Senior managers have become so interested in using HR data to improve their decision making that at the HR Tech World Congress in Paris last year the biggest queues by far were for the sessions on “HR analytics”, as the discipline is called.
The excitement is not surprising, as leaders increasingly expect their HR functions to create business value – help a company make more money or spend less money – from HR data, and this will only increase as HR teams find new ways to find value in unstructured and qualitative workforce data.
In fact, 80% of CEOs want to base important company decisions (for example in managing staff productivity or labor costs) on insights from workforce data, but only a fifth say they get sufficient information from HR (see chart 1).
This is surprising because investing in better HR analytics has a proven, positive effect on talent management: compared to the average organization, those companies that range in the top quartile for the quality of their HR analytics achieve 12% better performance in terms of succession management, their employee performance review system, the quality of the people they hire, and how engaged their employees are (see chart 2).
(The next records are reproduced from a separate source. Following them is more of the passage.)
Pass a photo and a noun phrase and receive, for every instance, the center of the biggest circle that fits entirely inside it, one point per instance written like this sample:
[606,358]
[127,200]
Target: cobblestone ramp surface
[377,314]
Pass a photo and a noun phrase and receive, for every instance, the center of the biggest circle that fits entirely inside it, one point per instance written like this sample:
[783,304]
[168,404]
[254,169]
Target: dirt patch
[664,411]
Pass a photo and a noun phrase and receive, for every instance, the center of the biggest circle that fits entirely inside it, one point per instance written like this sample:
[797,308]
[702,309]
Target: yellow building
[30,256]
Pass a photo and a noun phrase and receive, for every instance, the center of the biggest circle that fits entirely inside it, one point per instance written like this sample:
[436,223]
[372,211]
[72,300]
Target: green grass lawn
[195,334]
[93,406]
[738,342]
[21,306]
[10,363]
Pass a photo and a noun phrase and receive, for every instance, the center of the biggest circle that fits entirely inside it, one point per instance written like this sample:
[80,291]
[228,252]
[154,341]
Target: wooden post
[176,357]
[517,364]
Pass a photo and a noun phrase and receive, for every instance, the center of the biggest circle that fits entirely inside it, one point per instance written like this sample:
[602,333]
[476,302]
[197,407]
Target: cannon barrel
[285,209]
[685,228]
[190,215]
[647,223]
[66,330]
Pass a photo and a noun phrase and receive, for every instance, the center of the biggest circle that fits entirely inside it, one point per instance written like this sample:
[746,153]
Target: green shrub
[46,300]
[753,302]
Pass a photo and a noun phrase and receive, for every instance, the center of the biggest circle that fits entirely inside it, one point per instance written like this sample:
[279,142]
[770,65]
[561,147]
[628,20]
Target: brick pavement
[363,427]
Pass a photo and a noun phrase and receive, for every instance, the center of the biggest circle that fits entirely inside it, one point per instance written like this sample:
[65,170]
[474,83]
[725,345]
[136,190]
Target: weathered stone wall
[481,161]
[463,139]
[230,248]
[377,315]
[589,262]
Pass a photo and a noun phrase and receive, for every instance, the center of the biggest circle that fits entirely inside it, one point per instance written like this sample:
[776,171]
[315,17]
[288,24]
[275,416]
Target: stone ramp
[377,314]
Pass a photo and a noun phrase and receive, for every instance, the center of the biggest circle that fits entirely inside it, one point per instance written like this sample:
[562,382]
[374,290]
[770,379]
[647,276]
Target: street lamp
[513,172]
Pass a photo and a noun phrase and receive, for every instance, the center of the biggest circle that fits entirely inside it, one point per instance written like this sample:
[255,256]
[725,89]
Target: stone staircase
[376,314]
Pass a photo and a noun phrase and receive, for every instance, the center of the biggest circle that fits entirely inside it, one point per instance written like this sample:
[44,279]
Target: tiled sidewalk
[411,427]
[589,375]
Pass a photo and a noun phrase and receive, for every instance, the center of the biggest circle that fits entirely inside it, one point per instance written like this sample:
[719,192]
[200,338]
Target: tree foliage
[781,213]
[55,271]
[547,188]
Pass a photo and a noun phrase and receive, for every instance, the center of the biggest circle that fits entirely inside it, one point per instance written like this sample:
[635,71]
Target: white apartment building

But HR data can also help companies more directly. For example, healthcare firm, Roche, was facing high attrition rates in Asia that were jeopardizing revenue growth targets. Roche’s HR Analytics team developed and tested 16 hypotheses to explain the attrition and was able to statistically prove the relevance of six factors determining the high fluctuation.
As well as working on the root causes, Roche is now also developing an early warning system for similar situations based on analysis of unstructured (or “big”) data. This has contributed considerably to the success of the business.
Chart 1: Importance and sufficiency of workforce data Source: CEB analysis
Chart 2: Effects on talent outcomes of better HR analytics performance Source: CEB analysis
Three Steps to Improve Your HR Analytics
HR teams are keen to improve their analytics ability and to become more “mature” in the discipline. CEB data show that, on average, teams want to increase their analytics maturity by 2.5 levels within the next three years, moving from being at an average of level 2 in 2015 to 4+ by 2018 (see chart 3).
Chart 3: Five stages of HR analytics maturity Source: CEB analysis
Click chart to expand
However, project leads often find it difficult to start on this improvement project. They should start by addressing three main questions.
Where should I focus HR analytics? (“Criticality”): Successful managers prioritize projects that are the most scalable ways to help managers hit strategic goals, rather than simply fulfilling on-demand data requests.
Focusing on well-defined, small, and easy analytics “showcases” in the first step to create awareness and appetite for analytics support with senior business stakeholders is a good start to show how critical good analytics can be.
How do I develop my analytics team? (“Capability”): On one hand, companies require skills of four role types in their HR Analytics teams, which can come from different people or, if they’re lucky, all be provided by one person.
A “business challenger” who is able to influence and work with stakeholders inside and outside of HR.
An HR domain expert with the skills to analyze HR-related business needs.
A programmer able to design databases and integrate different sources.
A data scientist with classic analytics abilities plus advanced big data analytics skills.
On the other hand, companies also need to think about the adequate HR analytics tools and technology they might require from external vendors so that they don’t have to build-up all advanced analytics capabilities internally.
How can I increase the influence of HR Analytics (“Credibility”): The best teams ensure they collaborate with stakeholders throughout the process of identifying which topics or projects the HR analytics team will work on, all the way through to interpreting the results.
Not only does this give analytics teams the best chance of their work helping achieve strategic goals, it means stakeholders will trust the results and so are more likely to act on them.